I'm so bearish on the metals this week that I'm becoming bulish.
Starting with commodities in general, I showed a few days ago how a very important level of support was destroyed on the CCI index. Well, the CRB below is no better. Does anyone expect to see it shoot right back up into the orange trend channel? I suppose if some kind of unexpected quantitative easing was announced tomorrow it would, but barring that, it looks headed at least down another 5% to the grey line. That wouldn't be so bad, but if that support fails, there's very left in the way of a 2008 type tanking.
Of course, gold and silver could go up while the CCI and the CRB continue to fall or move sideways. So how do those charts look?
Silver has bee able to stay mostly above the dotted grey center line in the new horizontal channel I added last week.
On the old weekly chart, note how the 34- week moving average (pink), which had been such reliable support (most recently in June), was as effective as the Maginot line. Also, note that the 55-week moving average (green), which had been back-up support during the few times the 34-week didn't hold, has now become resistance (at $33.32). A drop to $25 in the next month looks probable on this chart, does it not?

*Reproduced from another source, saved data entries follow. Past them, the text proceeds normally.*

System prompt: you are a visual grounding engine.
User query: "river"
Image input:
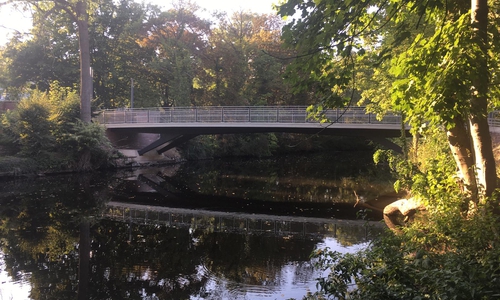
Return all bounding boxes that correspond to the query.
[0,151,392,300]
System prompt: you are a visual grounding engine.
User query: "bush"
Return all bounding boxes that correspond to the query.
[0,82,111,170]
[307,129,500,299]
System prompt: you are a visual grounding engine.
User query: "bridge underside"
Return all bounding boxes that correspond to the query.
[107,123,410,156]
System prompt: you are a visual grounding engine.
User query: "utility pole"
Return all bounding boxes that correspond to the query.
[130,78,134,108]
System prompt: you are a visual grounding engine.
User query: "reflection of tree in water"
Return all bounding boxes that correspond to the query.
[193,232,319,285]
[167,152,393,203]
[91,220,204,299]
[0,175,108,299]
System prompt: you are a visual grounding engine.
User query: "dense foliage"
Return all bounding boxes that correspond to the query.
[279,0,500,299]
[0,83,111,171]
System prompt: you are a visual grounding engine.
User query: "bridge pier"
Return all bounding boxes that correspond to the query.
[106,130,180,164]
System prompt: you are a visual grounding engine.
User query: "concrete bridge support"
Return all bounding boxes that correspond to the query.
[106,130,179,164]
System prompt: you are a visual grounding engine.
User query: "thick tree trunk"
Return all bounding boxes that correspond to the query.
[76,0,92,123]
[447,116,478,204]
[469,0,497,200]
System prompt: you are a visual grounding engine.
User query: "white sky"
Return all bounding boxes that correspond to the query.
[0,0,279,46]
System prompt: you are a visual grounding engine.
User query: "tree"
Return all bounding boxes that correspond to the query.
[140,1,210,106]
[0,0,92,123]
[279,0,496,204]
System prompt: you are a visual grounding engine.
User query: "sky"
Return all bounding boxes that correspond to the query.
[0,0,278,46]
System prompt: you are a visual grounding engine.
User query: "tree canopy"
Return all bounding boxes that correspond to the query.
[279,0,498,209]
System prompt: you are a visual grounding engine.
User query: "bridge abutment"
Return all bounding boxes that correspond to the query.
[106,130,181,164]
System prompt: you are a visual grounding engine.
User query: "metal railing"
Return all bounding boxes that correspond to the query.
[95,106,500,127]
[96,106,401,124]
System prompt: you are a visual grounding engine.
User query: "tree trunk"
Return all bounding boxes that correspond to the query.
[469,0,497,200]
[76,0,92,123]
[446,116,477,206]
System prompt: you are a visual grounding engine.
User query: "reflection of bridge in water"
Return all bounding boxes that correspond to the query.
[102,202,384,241]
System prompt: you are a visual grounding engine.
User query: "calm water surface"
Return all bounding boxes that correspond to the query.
[0,152,391,300]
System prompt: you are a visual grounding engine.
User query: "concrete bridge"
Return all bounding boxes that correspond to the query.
[95,106,409,155]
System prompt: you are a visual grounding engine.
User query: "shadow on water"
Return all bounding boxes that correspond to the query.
[114,153,392,220]
[0,157,394,299]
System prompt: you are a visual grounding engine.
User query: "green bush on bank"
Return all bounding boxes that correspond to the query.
[305,133,500,300]
[0,82,111,173]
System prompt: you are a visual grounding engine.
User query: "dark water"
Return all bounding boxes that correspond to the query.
[0,152,391,299]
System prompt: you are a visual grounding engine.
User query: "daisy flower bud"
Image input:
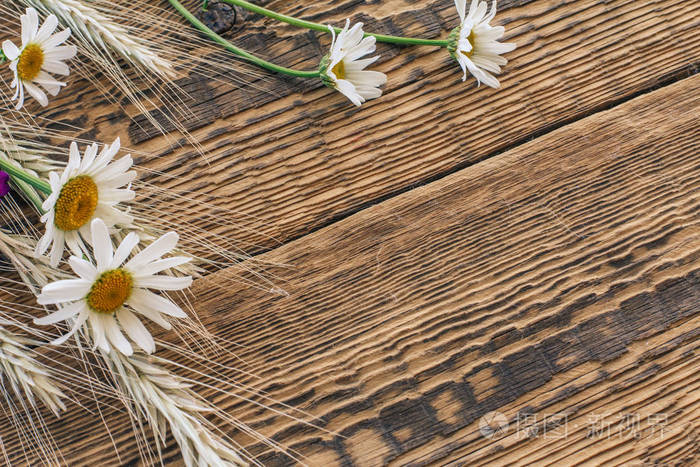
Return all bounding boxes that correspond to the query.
[319,20,386,106]
[2,8,77,110]
[36,138,136,267]
[34,219,192,355]
[447,0,516,89]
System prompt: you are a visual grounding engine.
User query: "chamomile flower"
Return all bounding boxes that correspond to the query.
[34,219,192,355]
[36,138,136,266]
[2,8,77,110]
[447,0,516,89]
[320,20,386,106]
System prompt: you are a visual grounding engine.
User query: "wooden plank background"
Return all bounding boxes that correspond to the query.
[0,0,700,465]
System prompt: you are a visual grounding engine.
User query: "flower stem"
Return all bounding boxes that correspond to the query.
[168,0,321,78]
[211,0,448,47]
[0,159,51,195]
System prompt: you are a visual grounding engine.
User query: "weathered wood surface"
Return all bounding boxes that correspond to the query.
[0,0,700,465]
[35,0,700,253]
[10,68,700,465]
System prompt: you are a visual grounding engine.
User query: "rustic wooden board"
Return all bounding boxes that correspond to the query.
[10,72,700,465]
[30,0,700,253]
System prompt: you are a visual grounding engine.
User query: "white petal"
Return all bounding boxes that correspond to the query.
[102,316,134,356]
[51,307,90,345]
[90,313,109,352]
[44,45,78,61]
[117,308,156,354]
[2,40,19,61]
[68,256,97,282]
[36,279,92,305]
[49,228,64,268]
[34,301,85,326]
[90,219,114,272]
[41,60,70,76]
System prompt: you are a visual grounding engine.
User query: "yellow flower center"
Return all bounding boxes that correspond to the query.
[54,175,97,232]
[331,60,345,79]
[459,29,476,58]
[87,269,134,314]
[17,44,44,81]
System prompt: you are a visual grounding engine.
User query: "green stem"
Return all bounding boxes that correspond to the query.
[213,0,448,47]
[168,0,321,78]
[0,159,51,195]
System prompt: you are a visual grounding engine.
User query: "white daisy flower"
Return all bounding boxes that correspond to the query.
[320,20,386,106]
[34,219,192,355]
[36,138,136,266]
[447,0,516,89]
[2,8,77,110]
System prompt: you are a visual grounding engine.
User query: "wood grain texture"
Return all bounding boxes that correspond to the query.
[10,71,700,465]
[28,0,700,253]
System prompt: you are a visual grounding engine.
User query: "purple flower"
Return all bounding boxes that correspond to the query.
[0,170,10,198]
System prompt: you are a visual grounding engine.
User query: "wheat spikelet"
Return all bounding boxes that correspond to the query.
[102,352,247,466]
[24,0,175,78]
[0,327,66,416]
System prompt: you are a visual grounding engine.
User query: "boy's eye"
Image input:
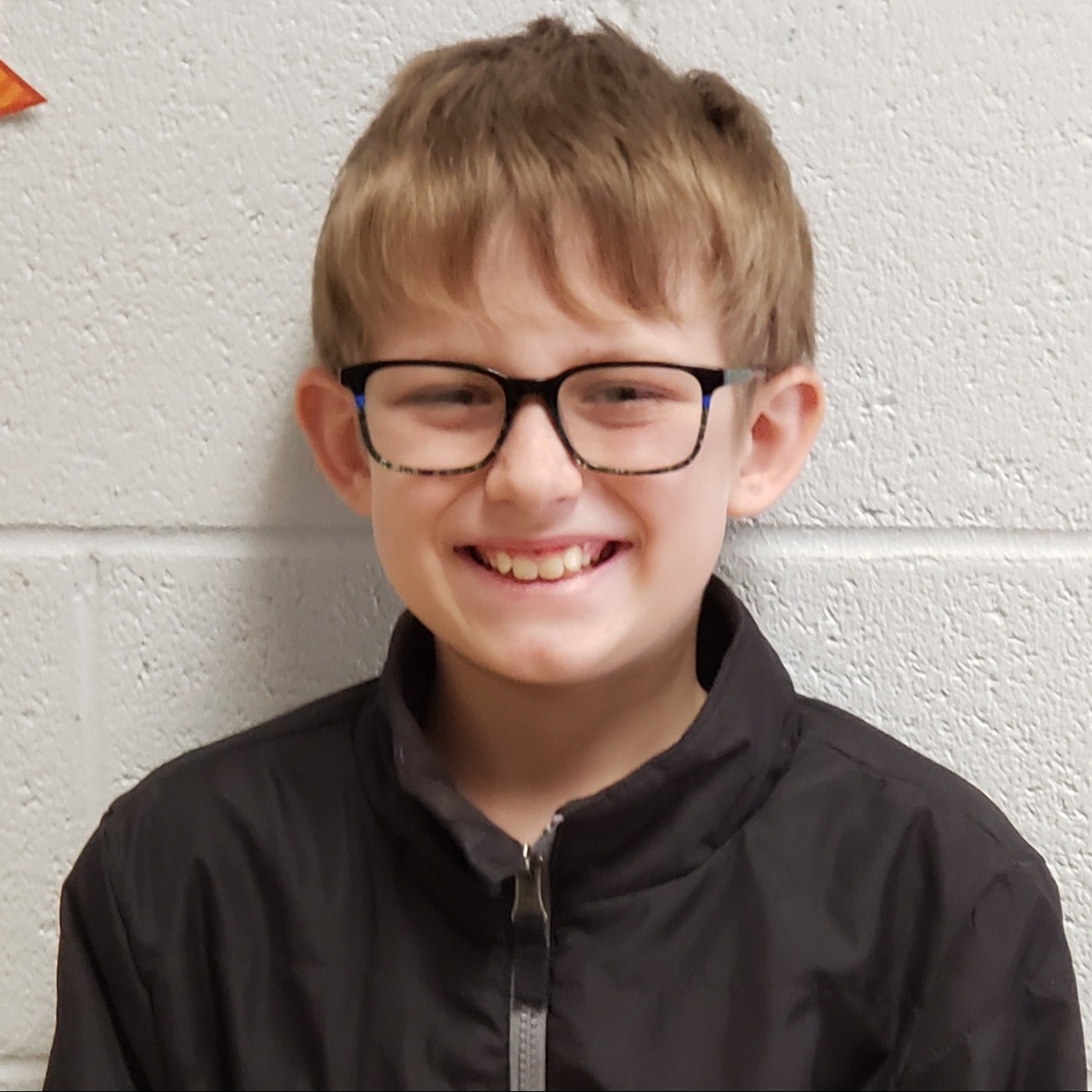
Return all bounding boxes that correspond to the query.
[584,383,667,403]
[400,383,497,406]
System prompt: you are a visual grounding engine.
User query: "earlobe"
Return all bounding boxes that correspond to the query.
[296,367,371,516]
[728,364,827,519]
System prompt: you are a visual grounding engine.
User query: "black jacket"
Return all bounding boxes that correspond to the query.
[46,581,1086,1090]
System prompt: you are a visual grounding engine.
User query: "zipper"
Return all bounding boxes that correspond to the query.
[508,816,561,1092]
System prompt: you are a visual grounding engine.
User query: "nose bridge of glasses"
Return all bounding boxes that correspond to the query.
[501,376,571,457]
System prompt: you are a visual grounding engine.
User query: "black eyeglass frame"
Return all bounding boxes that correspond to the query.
[339,360,762,477]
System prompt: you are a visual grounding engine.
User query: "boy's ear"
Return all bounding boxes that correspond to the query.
[296,368,371,516]
[728,364,827,519]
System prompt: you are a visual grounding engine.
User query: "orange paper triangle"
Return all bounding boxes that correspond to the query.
[0,61,46,118]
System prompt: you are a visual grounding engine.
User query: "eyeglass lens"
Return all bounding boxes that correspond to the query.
[365,364,702,473]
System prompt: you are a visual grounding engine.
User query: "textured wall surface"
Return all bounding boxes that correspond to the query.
[0,0,1092,1089]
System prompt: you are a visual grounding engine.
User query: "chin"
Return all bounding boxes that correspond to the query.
[463,640,629,687]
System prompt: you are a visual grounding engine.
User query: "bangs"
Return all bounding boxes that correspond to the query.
[313,21,810,370]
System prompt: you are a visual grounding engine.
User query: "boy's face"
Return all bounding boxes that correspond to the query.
[355,217,744,685]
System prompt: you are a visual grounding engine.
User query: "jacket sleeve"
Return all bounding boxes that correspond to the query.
[890,861,1087,1092]
[45,818,153,1090]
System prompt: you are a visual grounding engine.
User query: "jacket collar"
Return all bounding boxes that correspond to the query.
[358,576,797,898]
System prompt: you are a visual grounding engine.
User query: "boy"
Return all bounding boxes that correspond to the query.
[47,13,1084,1089]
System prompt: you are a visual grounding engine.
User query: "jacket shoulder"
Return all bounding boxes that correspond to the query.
[105,679,376,821]
[799,698,1043,868]
[68,682,373,951]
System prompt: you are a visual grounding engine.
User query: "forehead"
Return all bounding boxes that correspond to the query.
[373,219,722,374]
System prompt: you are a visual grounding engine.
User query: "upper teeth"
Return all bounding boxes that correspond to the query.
[485,546,592,580]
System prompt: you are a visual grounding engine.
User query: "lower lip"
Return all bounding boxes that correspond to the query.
[457,545,630,595]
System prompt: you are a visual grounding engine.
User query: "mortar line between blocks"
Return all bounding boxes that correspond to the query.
[77,550,107,833]
[0,523,1092,562]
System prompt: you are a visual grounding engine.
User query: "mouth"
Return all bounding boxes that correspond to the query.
[456,538,630,584]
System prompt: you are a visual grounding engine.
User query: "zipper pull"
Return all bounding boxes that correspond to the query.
[512,845,548,925]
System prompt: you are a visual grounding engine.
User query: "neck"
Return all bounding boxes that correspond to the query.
[427,619,705,845]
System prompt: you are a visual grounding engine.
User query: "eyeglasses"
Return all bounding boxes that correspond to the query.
[340,360,760,475]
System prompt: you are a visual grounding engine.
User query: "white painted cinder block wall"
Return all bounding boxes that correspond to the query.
[0,0,1092,1089]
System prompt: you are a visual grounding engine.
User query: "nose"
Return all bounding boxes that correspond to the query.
[485,400,584,508]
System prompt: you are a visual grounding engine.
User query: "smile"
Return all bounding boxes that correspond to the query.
[460,539,629,584]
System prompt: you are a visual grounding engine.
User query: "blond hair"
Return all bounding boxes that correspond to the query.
[311,19,815,373]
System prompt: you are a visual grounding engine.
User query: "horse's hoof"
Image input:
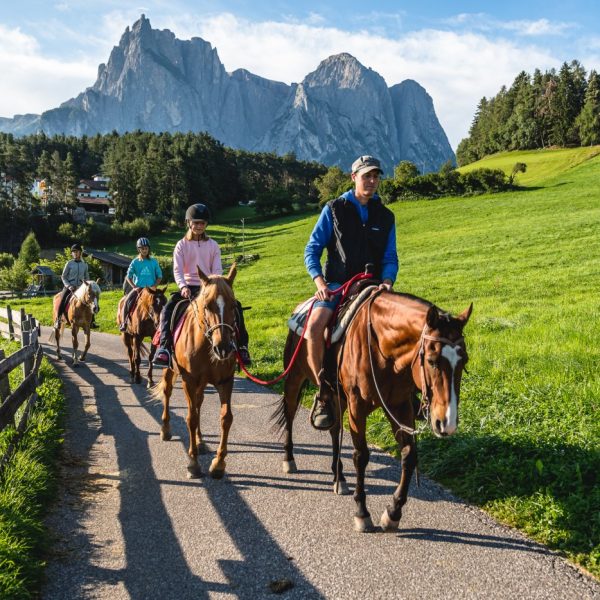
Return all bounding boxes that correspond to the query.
[379,508,400,533]
[209,469,225,479]
[282,460,298,473]
[208,458,225,479]
[354,517,375,533]
[188,465,202,479]
[333,481,350,496]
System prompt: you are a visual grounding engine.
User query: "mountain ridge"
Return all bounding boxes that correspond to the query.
[0,15,455,173]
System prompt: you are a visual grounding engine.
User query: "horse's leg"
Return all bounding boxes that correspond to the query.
[348,394,373,533]
[142,340,156,388]
[71,323,79,367]
[379,402,417,532]
[158,369,175,442]
[329,398,350,496]
[276,363,306,473]
[79,323,92,360]
[133,335,142,383]
[182,375,202,479]
[209,376,233,479]
[121,331,135,383]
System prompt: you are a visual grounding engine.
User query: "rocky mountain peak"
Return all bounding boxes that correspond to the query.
[0,14,454,173]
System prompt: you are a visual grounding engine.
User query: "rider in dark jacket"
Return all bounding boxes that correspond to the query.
[304,156,398,429]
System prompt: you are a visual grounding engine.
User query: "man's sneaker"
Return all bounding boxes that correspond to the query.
[152,348,171,368]
[310,394,335,431]
[238,346,252,367]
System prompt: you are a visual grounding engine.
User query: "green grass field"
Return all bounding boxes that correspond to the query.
[4,147,600,576]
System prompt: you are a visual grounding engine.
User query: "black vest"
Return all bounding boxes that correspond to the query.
[323,197,394,283]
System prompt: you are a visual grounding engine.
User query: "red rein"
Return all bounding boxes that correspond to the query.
[236,273,373,385]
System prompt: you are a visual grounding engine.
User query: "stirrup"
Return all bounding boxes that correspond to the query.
[309,393,336,431]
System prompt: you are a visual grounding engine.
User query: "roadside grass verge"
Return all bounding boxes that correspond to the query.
[0,340,64,599]
[4,148,600,577]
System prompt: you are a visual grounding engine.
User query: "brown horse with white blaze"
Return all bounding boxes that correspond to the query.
[50,281,100,366]
[117,286,167,388]
[153,264,236,479]
[274,290,473,532]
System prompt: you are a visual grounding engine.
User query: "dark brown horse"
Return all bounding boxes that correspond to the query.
[117,286,167,388]
[153,264,236,479]
[50,281,100,366]
[274,290,473,531]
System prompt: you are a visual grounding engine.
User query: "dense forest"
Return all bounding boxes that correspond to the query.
[0,131,327,248]
[456,60,600,165]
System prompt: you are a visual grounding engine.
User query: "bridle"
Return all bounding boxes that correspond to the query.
[367,293,464,436]
[410,324,465,420]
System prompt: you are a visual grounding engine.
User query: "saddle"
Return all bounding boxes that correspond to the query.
[288,279,379,344]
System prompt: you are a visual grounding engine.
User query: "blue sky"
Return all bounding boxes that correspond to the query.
[0,0,600,149]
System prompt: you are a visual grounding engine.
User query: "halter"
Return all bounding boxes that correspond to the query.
[367,291,464,436]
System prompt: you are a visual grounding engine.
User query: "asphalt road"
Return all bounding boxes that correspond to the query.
[42,328,600,600]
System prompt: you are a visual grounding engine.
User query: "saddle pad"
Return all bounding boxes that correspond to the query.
[288,285,377,344]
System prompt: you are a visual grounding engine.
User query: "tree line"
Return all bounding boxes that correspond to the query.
[456,60,600,165]
[0,131,327,249]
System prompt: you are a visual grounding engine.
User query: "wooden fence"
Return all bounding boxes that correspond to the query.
[0,306,43,472]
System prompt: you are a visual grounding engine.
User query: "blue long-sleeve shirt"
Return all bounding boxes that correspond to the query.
[304,190,398,283]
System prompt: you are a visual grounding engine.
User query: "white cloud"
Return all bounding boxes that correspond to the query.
[0,25,97,117]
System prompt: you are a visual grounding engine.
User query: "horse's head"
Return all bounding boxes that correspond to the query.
[413,304,473,437]
[138,286,167,327]
[75,280,101,314]
[197,263,237,360]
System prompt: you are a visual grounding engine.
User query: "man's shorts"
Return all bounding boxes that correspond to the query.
[313,283,342,310]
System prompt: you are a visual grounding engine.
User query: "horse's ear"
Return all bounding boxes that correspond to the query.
[456,302,473,327]
[225,263,237,287]
[196,265,209,283]
[425,306,440,329]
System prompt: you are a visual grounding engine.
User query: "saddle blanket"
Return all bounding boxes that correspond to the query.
[288,285,377,344]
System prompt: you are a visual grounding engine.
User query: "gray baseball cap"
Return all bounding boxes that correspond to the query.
[352,156,383,175]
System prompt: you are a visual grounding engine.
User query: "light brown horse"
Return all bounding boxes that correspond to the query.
[117,286,167,388]
[153,263,236,479]
[273,290,473,532]
[50,281,100,366]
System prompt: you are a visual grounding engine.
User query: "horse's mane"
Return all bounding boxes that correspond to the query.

Here's the same trend channel on the long-term daily silver chart, with the same ominous aspect.
Even the long term silver chart with a more conservative trend channel looks poised for further downside action; the lower blue trend line looks to be on the verge of being broken emphatically. But let's keep the big picture in mind: even a 2008-like collapse down to $22 would mean that, only 3 years after the last financial crisis, silver's almost unthinkable low would still be higher than its 2008 "bubble" high.
As i've been saying, gold looks a lot better than silver so far. Note how well the blue line I fit to the 144-day moving average has served as support. Note also how the 144-day moving average appears to have been effective support last week. A lot of us were expecting that in the summer.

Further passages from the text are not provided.